The rebirth of the nation following the Civil War remains a work in progress 150 years later. As a formal matter, the Reconstruction Amendments to the Constitution abolished slavery, prohibited interference on the basis of race with the right to vote, and made guarantees of due process and equal protection of the law applicable to the states.
The road toward an inclusive society, however, has been difficult and often violent. The secessionist states fought to maintain white supremacy through Jim Crow laws and tolerance for racial terror, including the lynching of some 4,000 African Americans. But, the legal avenues for change had been created and brave individuals were able through much struggle to take advantage of the nation’s protection of expression, its core belief in the rule of law, and its political processes to win major victories in court, convince Congress to enact laws and maintain pressure for their enforcement.
In the past year, the country has shown signs of awakening to problems of mass incarceration, unfairness in our criminal justice system, the tension between the police and minority communities, and the persistence of concentrated poverty in our cities. That awakening is an essential step toward change.

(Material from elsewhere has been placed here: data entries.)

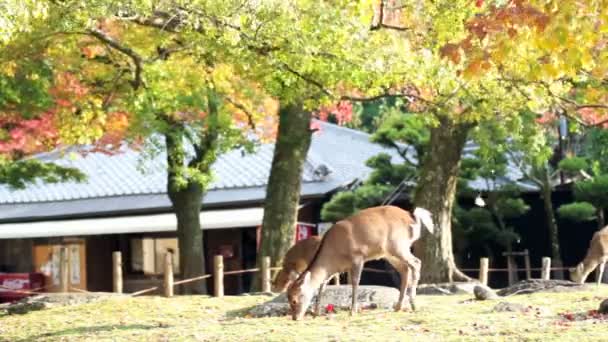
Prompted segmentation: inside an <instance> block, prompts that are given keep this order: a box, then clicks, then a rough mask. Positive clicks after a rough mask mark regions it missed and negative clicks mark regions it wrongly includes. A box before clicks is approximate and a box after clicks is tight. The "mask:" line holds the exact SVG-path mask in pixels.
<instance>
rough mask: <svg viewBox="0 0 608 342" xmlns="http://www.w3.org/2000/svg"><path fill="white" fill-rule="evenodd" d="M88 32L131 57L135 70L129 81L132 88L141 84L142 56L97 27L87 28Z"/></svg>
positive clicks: (126, 54)
mask: <svg viewBox="0 0 608 342" xmlns="http://www.w3.org/2000/svg"><path fill="white" fill-rule="evenodd" d="M88 33H89V34H90V35H91V36H93V37H95V38H97V39H98V40H100V41H101V42H103V43H105V44H106V45H108V46H110V47H111V48H113V49H115V50H117V51H120V52H122V53H123V54H125V55H127V56H128V57H130V58H131V60H132V61H133V65H134V67H135V70H134V71H133V81H132V82H131V86H132V87H133V88H134V89H137V88H139V87H140V86H141V85H142V84H143V81H142V64H143V59H142V57H141V56H140V55H139V54H138V53H137V52H135V51H134V50H133V49H131V48H130V47H128V46H125V45H122V44H121V43H120V42H118V41H117V40H115V39H114V38H112V37H110V36H108V35H107V34H105V33H104V32H102V31H100V30H98V29H90V30H88Z"/></svg>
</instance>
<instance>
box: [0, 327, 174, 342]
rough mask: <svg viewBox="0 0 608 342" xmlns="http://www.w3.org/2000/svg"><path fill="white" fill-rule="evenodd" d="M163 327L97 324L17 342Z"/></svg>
mask: <svg viewBox="0 0 608 342" xmlns="http://www.w3.org/2000/svg"><path fill="white" fill-rule="evenodd" d="M159 328H160V329H163V328H167V326H159V325H157V324H127V325H120V324H109V325H98V326H90V327H77V328H68V329H64V330H58V331H52V332H47V333H43V334H39V335H36V336H30V337H27V338H24V339H21V340H18V341H17V342H25V341H38V340H40V339H51V340H57V339H61V337H67V336H69V335H80V334H92V333H98V332H104V331H112V330H149V329H159ZM0 341H1V340H0Z"/></svg>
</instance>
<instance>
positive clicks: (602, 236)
mask: <svg viewBox="0 0 608 342" xmlns="http://www.w3.org/2000/svg"><path fill="white" fill-rule="evenodd" d="M607 261H608V226H606V227H604V228H602V229H600V230H599V231H597V232H595V233H594V234H593V237H592V238H591V243H590V244H589V249H588V250H587V255H586V256H585V259H583V261H582V262H581V263H579V264H578V265H576V267H574V268H570V279H572V281H574V282H577V283H579V284H583V283H584V282H585V280H587V277H588V276H589V274H590V273H591V272H593V270H595V269H596V268H597V270H598V273H597V285H600V283H601V282H602V276H603V275H604V266H605V265H606V262H607Z"/></svg>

Unfortunately, the vestiges of our past still haunt our society in painful ways. It took the tragic, racially motivated shootings of nine people at the Emanuel AME Church in Charleston to finally convince weak-kneed politicians that the Confederate battle flag carried by those who took up arms against the United States to preserve slavery and returned to public prominence after Brown v. Bd. of Education in defiance of the civil rights movement should not fly in public space.
America’s struggle to overcome its original sin has been slow and painful, but we have made and will continue to make progress. The ability to sustain that struggle and others defines what is exceptional about America.
The term “American exceptionalism” too often has been used inappropriately as a partisan litmus test to label some more patriotic than others and to exempt America from rules that govern nations. It is dangerous hubris to think that we are exempt from inconvenient rules or immune to the criticism of others.
True patriotism is not measured by seeking exemption from accountability. Rather, it requires each of us to look at America warts and all, to speak freely of its strengths and shortcomings, and to set to work to close the gap between the ideals and the reality of this great nation.
Bill Yeomans is a Fellow in Law and Government at the American University Washington College of Law.